適正広告基準は広告の表現に関する行政的な解釈基準を示す。販提Gはより広く、MRによる口頭での情報提供活動も含めて、情報提供の適正な在り方を規定している。どちらも法律ではないが、厚生労働省の通知に基づく行政上の基準であり、実質的な拘束力を持つ。
第三層:製薬協コード——業界の自己規律
製薬協コードは、製薬協加盟企業が自主的に設けた行動規範だ。医療関係者への贈答・接待、情報提供の在り方、患者団体との関係など、法令だけでは律しきれない倫理的な行為基準を定める。法的な罰則はないが、加盟企業として遵守が求められ、違反した場合は業界内での対応が行われる。
第四層:作成要領——実務の手引き
作成要領は、上位三層の原則を製品情報概要・添付資材・MR携行資材といった資材作成の現場に落とし込むための手引きだ。「基本的事項を定める」という序章の言葉は、この位置づけを正確に表している。要領は上位規範の代わりではなく、上位規範に基づいて実務水準の指針を与えるものだ。
03RMP表示の自主申し合わせ——別枠の義務
上の四層に加えて、一部の資材には別途の義務が課される。RMP(医薬品リスク管理計画)の追加のリスク最小化活動のための資材には、日薬連発第367号(平成29年6月5日)の自主申し合わせに基づく所定の表示が必要だ。
この表示義務は作成要領の外枠にある。作成要領を遵守しても、対象資材についてRMP表示の申し合わせを確認しなければ、要件を満たしたことにはならない。序章がこれを明示するのは、「作成要領だけ見ていれば足りる」という誤解を防ぐためだ。
RMP対象資材かどうかの確認を省略してはならない。製品のRMPに追加のリスク最小化活動が盛り込まれている場合、その資材には申し合わせに定める表示(当該資材がRMPに基づく安全対策の一環であることを示す文言等)が必要になる。作成要領には記載がないため、要領のチェックだけでは漏れる。
04階層を使って判断する
この重層構造は、判断の手順を与えてくれる。ある資材や表現について疑問が生じたとき、次のように問いを立てる。
まず第四層:作成要領に具体的な規定があるか。あれば、それが第一の参照点になる。なければ次の層へ。

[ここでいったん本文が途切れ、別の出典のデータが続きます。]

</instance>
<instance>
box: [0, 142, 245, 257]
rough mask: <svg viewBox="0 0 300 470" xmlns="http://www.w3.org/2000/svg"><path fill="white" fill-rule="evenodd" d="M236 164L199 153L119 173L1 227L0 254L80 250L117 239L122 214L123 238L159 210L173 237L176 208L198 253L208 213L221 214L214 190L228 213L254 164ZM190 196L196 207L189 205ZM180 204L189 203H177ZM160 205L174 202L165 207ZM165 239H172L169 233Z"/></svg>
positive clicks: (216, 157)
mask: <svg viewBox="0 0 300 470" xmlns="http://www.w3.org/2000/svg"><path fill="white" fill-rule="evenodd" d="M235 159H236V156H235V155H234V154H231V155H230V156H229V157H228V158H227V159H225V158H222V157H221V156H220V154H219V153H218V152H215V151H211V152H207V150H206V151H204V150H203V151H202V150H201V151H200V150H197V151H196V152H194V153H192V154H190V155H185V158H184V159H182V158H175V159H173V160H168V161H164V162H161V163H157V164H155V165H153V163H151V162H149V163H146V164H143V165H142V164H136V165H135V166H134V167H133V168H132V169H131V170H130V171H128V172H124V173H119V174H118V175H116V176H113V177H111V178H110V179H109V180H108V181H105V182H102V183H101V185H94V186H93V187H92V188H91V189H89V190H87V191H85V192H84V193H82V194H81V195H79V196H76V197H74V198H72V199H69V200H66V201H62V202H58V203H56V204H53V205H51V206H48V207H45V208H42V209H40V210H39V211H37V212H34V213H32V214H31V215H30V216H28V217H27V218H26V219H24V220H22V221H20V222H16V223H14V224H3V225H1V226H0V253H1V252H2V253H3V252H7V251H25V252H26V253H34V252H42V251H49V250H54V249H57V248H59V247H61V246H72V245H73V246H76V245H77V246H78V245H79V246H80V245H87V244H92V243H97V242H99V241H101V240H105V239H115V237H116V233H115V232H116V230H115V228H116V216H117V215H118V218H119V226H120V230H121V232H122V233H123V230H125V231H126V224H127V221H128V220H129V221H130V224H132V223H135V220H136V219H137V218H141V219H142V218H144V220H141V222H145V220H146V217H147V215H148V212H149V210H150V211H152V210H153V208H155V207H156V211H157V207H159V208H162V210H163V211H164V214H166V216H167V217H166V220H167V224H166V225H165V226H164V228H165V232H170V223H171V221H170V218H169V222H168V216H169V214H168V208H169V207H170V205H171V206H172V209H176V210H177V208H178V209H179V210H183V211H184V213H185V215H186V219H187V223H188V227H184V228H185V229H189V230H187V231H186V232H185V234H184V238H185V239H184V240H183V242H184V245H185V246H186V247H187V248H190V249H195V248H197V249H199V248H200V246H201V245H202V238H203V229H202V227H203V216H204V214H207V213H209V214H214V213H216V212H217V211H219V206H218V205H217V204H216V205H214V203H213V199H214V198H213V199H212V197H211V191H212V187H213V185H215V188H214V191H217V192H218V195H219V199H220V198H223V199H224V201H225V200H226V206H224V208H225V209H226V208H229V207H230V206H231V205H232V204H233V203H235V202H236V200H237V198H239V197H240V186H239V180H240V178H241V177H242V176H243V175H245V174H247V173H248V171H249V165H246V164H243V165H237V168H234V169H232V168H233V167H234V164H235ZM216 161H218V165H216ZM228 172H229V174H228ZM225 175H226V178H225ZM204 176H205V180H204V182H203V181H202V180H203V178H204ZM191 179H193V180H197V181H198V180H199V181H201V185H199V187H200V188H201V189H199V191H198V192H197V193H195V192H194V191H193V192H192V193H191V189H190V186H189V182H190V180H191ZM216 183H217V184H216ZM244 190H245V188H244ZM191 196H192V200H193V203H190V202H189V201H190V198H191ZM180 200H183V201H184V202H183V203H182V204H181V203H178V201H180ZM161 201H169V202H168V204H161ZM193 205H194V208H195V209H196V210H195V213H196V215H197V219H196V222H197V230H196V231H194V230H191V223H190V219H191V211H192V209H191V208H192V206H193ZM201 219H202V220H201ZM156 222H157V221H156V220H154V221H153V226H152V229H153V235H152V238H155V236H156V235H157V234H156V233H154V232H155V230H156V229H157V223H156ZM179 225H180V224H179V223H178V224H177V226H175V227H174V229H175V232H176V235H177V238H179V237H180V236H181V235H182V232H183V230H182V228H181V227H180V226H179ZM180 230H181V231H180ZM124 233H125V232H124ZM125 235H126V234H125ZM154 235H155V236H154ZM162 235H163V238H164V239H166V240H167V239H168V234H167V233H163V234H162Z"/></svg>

次に第三層:製薬協コードに関連する規定があるか。情報提供の適正性や医療関係者との関係に関わる事項はここで確認する。
次に第二層:適正広告基準・販提Gの観点から問題がないか。表現の誇大性、バランス、情報提供の文脈を問う。
最後に第一層:薬機法の禁止規定に抵触しないか。特に承認範囲の逸脱と誇大広告は、法違反に直結する。
この手順は「どこかを参照すれば十分」ではなく、「全層を確認して初めて判断が完結する」という意味だ。
規範の重層構造は、担当者にとって制約でもあるが、判断の地図でもある。作成要領は第四層にある実務の手引きであり、その上位に行政基準と法律がある。要領の条文で答えが出ない問いは、上位の層に答えを求める。
作成要領を読む目的は、条文の全暗記ではない。第四層が第一〜第三層の何を実装しているのかを理解し、明文なき場面でも上位規範の精神に照らして判断できるようになること——それが序章の重層構造を示す真の意図だ。